Ela, que participa do Comitê de Revisão de Norma de Iluminação Público ABNT 5101, afirma ainda que o Brasil ainda é “ignorante” quanto à poluição luminosa e que não há limite para emissão de luz no espectro azul por ora. A arquiteta conta que outros países, como a Austrália, e já avançam nesse sentido, reconhecendo os riscos à saúde humana e os danos ao ecossistema. “A política pública de outros países exige que se use comprimentos de onda que não tenham mais de 3% de espectro azul. Lá fora você está limitado o uso da luz em 2,7 mil Kelvin, que é uma luz amarelinha, mas eles recomendam que se use 1,8 mil Kelvin, que é aquela luz mais no âmbar, vermelho.”

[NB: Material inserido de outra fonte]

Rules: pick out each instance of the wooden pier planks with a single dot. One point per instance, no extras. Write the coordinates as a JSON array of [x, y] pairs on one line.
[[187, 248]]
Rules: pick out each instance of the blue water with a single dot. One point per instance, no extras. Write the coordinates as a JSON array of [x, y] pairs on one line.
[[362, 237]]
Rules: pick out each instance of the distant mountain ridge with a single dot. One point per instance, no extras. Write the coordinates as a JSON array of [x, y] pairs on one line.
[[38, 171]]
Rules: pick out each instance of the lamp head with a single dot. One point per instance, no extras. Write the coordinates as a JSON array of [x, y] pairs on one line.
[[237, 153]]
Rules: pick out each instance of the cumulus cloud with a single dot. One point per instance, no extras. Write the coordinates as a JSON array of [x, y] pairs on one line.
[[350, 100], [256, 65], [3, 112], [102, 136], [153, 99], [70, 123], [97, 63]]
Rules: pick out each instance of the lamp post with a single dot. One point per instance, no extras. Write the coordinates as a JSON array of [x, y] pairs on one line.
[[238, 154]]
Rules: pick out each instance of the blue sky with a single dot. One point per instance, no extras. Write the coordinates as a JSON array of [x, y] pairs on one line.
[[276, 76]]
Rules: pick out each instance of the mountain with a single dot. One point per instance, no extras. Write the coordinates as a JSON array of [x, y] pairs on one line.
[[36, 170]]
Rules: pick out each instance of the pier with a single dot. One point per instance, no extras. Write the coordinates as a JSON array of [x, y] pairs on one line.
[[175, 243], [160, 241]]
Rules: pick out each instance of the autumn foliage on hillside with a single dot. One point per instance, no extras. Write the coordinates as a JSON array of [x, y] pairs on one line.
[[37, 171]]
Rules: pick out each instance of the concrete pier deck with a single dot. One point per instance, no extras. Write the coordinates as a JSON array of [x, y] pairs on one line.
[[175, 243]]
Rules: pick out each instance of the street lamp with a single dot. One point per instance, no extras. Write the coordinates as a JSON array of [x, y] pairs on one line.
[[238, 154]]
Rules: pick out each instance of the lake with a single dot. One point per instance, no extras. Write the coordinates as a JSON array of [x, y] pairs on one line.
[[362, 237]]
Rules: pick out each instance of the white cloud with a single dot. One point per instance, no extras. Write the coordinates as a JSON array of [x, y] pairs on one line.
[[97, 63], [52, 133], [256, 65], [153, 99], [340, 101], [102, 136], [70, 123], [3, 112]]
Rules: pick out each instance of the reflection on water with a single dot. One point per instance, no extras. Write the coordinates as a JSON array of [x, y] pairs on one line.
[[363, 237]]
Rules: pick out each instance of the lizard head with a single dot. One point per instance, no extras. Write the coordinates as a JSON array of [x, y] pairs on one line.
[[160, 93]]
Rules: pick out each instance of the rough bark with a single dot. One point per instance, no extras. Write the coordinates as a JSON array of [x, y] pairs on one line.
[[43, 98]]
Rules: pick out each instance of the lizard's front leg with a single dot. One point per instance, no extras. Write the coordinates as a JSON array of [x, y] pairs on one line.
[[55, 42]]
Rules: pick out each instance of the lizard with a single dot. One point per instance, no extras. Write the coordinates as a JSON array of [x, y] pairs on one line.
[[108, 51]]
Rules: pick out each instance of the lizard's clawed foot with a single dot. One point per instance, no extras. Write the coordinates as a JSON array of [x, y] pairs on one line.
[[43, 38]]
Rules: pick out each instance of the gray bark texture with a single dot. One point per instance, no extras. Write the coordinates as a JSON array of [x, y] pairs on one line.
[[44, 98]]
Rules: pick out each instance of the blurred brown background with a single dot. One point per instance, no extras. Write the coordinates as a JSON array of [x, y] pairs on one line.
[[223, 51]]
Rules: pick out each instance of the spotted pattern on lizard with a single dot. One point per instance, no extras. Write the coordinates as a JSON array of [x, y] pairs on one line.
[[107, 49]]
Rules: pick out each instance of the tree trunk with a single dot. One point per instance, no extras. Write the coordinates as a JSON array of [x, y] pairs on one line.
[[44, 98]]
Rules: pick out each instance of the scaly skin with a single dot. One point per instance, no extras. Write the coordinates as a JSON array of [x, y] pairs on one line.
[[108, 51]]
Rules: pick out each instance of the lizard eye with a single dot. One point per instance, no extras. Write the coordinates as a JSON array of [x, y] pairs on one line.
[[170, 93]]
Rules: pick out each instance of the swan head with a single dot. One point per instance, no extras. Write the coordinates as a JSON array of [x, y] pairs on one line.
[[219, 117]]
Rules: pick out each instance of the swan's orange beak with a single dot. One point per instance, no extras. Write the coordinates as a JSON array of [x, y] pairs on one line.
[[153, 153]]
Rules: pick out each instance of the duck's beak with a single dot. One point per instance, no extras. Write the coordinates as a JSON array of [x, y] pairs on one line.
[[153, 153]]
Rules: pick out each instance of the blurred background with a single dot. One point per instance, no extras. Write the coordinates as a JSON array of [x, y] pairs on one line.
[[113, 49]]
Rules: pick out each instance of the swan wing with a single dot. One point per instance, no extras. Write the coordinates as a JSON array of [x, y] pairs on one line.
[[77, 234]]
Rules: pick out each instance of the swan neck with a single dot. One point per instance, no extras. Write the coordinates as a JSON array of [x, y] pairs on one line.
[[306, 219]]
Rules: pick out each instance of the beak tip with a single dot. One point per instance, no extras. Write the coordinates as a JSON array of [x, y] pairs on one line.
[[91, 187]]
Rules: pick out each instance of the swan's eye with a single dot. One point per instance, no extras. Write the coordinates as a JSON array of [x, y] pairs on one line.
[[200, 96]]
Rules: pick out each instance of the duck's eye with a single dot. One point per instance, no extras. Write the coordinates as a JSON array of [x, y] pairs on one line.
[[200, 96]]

Corradi, do LNA, diz que as lâmpadas de LED têm aspectos interessantes. “Têm uma luz mais direcional.” No entanto, reclama da potência das utilizadas atualmente e defende um limite. “Nossa defesa é que a potência luminosa seja diminuída. Eu não tenho necessidade de colocar uma lâmpada com 200 watts em uma rua que podia estar muito bem (iluminada) com uma lâmpada de 80.”

O Instituto Nacional de Metrologia, Qualidade e Tecnologia (Inmetro) disse ao Estadão que o “conceito de poluição luminosa pode ter definições variadas e nem sempre convergentes” e que “ainda está em fase de análise da agenda regulatória que contemplará os regulamentos que passarão por aperfeiçoamento”.

A Associação Brasileira de Normas Técnicas (ABNT) não respondeu aos pedidos de entrevista até a publicação do texto.